It's great that Republican Senate Leader Mitch McConnell wants to debate his Democratic challenger, Kentucky Secretary of State Alison Lundergan Grimes.
We applaud him.
Just as noteworthy is McConnell's rationale for wanting to hold all three of his proposed debates by "around Labor Day."
That schedule, McConnell wrote to Grimes, would allow them "to present our views before Kentuckians are inundated with advertising" — as if the impending flood of negativity and distortion is some kind of unavoidable natural disaster over which McConnell has no control.
In point of fact, few have done more than McConnell to unleash the tsunami of unlimited and secret political giving that is turning our elections and Congress into giant sewers of special-interest money.
Political reporters are saying that Grimes v. McConnell will be the most expensive U.S. Senate race in history with $100 million, much of it from murky outside groups, unloaded on unsuspecting Kentuckians
McConnell's arguments before the U.S. Supreme Court, including his mantra that speech is money, have held sway with five of the nine justices and helped demolish long-standing limits on money in politics, dating back to Theodore Roosevelt.
Interestingly, the McConnell camp's first general election jab at Grimes is a super PAC's commercial criticizing her support from "Hollywood's most liberal political activists."
Raising questions about a candidate's supporters is fair game; voters should consider to whom their representatives will feel beholden.
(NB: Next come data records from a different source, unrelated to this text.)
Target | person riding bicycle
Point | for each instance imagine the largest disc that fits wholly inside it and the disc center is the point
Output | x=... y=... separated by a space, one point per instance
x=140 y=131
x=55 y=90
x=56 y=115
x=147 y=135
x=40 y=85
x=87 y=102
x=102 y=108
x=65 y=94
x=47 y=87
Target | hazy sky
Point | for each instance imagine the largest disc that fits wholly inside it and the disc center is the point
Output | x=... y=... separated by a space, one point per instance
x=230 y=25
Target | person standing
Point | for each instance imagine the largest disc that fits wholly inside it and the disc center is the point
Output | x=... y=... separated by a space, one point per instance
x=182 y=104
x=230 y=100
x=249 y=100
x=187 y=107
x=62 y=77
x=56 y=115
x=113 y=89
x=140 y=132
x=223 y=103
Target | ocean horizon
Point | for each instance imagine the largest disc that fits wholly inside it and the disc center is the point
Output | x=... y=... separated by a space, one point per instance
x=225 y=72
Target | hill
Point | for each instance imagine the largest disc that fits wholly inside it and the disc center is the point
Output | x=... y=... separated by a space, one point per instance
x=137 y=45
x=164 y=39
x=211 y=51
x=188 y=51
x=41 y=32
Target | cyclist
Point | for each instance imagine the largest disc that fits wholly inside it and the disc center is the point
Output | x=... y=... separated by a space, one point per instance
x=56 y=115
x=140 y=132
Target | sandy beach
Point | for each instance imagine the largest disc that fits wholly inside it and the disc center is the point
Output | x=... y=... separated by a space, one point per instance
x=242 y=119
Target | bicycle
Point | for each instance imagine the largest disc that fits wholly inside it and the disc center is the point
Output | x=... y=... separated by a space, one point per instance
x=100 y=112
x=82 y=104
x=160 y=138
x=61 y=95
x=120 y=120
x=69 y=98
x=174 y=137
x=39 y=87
But under the anything-goes campaign finance championed by McConnell, voters are being kept in the dark about who is pulling whose strings. Billionaires, corporations and unions have been freed to legally conceal contributions through non-profits and committees.
Notably, McConnell has opposed strengthening campaign finance disclosure requirements.
If he is serious about the inundation, he should take Grimes up on her offer to ask outside groups to stay out of Kentucky's Senate election.
There would still be plenty of money for the campaigns to get their messages out. In Massachusetts in 2012, candidates Elizabeth Warren and Scott Brown agreed to what they called "The People's Promise," calling on outside groups to stay out and still set the record for spending in a Senate race.
In his letter to Grimes seeking debates this summer, McConnell said, "Kentucky voters will get their fill of campaign ads and scripted events this year but three Lincoln-Douglas style debates will provide an excellent format to evaluate our true views on the issues."
We fear that what McConnell really means is: "Let's dispense with the substance early, so the run-up to the election, when people are really paying attention, can be a super mud storm."